I smash another log, quickly setting the next one up.

I love you. I love you. I love you.

My head is spinning, the streaming blood racing around my body not helping. I couldn’t sleep after hearing those words. The way Hannah’s eyes flashed up at me, her long lashes blinking as the air lodged in my throat, making me unable to respond.

I blitz the next log, the image of Hannah sleeping so soundly under my arm invading my mind.

I don’t get it.

She said she was leaving… and now she’s declaring her love for me.

The pile of split logs continues to grow. The ache in my shoulder burns hot, but I don’t stop swinging the axe. I don’t even need any more wood chopped, the shed is brimming with the last load I split in my wild rage of fury.

It’s a distraction. A disturbance to the torture occupying my mind.

I’ve looked over the vehicle, using a flashlight to see if I can try and repair the damages I’ve caused. There’s no recovering a cut fuel line, though – not up here in the mountains. Now she’s said those precious words, those words that mean more than anything in the world.. Now that I have her love, I’ve gone and done something to ruin it all.

When she finds out… when she discovers what I’ve done… will she still feel that way about me?

I’m so fucked.

My big, swollen hand scrunches my face. My palm is red raw, hours and hours of chopping wood in the dark taking their toll on my skin. I growl into the wind, finally giving in to the pain pulsing in my shoulder. I lift the axe and wedge it against the chopping block with a frustrated whack that’s so fucking hard, I’m not sure I’ll be able to pull it out later.

I take a walk around the garden, scowling at the dewy moisture on the lush, deep green leaves of kale.

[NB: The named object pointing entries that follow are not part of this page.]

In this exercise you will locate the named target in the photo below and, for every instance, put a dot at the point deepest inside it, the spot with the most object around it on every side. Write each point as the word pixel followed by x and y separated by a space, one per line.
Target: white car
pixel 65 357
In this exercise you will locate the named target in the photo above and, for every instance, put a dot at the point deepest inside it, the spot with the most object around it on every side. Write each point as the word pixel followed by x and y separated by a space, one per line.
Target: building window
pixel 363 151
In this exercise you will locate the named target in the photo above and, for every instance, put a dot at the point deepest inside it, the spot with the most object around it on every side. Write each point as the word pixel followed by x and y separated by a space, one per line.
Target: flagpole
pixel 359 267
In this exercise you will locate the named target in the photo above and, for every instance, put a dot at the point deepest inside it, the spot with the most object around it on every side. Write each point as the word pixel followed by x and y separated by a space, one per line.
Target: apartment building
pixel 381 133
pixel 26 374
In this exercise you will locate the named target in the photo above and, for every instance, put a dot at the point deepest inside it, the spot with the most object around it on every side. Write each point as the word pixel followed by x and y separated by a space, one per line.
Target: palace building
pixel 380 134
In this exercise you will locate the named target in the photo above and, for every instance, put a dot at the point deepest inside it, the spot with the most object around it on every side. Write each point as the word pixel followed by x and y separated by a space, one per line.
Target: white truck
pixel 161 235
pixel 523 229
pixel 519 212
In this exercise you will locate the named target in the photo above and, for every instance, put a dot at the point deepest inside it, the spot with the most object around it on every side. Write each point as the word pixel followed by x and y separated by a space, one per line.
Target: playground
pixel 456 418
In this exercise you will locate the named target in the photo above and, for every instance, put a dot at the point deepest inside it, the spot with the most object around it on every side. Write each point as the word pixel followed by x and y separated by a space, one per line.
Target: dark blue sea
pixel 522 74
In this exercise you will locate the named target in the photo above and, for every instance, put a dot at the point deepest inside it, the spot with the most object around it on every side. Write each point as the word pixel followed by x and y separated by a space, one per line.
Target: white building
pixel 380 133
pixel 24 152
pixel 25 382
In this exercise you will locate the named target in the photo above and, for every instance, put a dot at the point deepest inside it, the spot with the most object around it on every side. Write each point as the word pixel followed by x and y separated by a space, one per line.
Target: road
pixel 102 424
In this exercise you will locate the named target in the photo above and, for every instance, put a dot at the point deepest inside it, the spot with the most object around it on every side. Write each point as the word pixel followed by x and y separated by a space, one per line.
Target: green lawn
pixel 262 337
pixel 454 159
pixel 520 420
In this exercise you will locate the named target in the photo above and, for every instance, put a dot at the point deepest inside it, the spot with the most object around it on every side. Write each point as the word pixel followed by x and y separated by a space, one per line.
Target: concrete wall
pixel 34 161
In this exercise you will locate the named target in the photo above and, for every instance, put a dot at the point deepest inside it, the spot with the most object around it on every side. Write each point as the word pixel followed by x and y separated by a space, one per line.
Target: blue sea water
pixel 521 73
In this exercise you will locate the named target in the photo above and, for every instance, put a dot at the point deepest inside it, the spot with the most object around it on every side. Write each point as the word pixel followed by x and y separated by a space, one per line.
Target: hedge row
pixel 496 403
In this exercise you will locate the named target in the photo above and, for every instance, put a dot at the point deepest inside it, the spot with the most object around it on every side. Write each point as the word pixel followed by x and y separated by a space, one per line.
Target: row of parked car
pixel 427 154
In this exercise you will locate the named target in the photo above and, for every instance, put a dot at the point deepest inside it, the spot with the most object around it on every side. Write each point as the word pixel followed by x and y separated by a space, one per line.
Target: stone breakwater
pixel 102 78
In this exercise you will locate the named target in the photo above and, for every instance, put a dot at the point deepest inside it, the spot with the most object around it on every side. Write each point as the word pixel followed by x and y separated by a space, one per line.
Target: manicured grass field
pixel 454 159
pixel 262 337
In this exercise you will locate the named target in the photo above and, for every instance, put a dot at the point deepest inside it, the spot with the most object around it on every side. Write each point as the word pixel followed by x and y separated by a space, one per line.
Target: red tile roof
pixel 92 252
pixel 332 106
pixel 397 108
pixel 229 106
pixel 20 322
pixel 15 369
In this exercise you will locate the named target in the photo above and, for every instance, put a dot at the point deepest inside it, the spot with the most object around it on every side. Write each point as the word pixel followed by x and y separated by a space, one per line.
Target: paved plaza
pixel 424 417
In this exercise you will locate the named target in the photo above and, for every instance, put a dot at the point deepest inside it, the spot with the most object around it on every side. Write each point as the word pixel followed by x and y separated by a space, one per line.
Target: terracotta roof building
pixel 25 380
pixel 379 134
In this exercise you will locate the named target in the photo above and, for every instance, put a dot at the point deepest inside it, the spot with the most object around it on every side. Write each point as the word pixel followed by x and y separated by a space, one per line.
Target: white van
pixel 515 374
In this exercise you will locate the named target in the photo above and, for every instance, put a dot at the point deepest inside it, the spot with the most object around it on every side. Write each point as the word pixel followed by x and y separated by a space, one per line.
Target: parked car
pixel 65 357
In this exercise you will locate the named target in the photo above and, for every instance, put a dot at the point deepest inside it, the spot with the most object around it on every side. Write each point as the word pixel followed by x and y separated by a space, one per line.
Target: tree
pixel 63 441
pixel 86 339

I draw back long breaths, squeezing my eyes shut in the hope I stem the flow of emotion threatening to take over.

My eyes catch at the patch of grass I’ve set aside for more garden beds. It’s a project I’ve been putting off for years, just like the rest of the crumbling cabin. For so long, I’ve been unable to find the motivation or drive to bother. What’s the point? It’s only me.

A single tear rolls down my cheek. I stand on the spot, staring at the empty pasture. My throat aches from holding it all in.

Then I see something I’ve never seen before.

Small children are running around, laughing and screaming together on the gentle slope of the green grass. They have big, beautiful smiles on their faces as they race around playing. I take a step forward, my eyes creasing as I admire the deep green in their eyes. Their grins are wide, an infectious joy and happiness instantly lifting my spirits as I watch them chase each other down, the older of the two boys tackling the smaller child to the ground.

They roll in the grass, laughter echoing inside my head. An overwhelming feeling of love makes my chest burst, but a clunking by the back door of the cabin breaks the noise.

My gaze snaps to see Hannah cupping her mouth through a yawn. She stretches in the morning sun, looking more like an angel appearing from nowhere than someone who’s just woken up. My heart stills in my chest. She’s damn near perfect, all curving hips and pert tits.

“You’re up early,” Hannah calls out, stepping across the deck.

I nod, looking back to the pasture.

It’s empty.

No laughing. No playing. No happy children.

I scratch the back of my neck, wishing they would come back. I could sure use some of their enthusiasm and joy of life right now.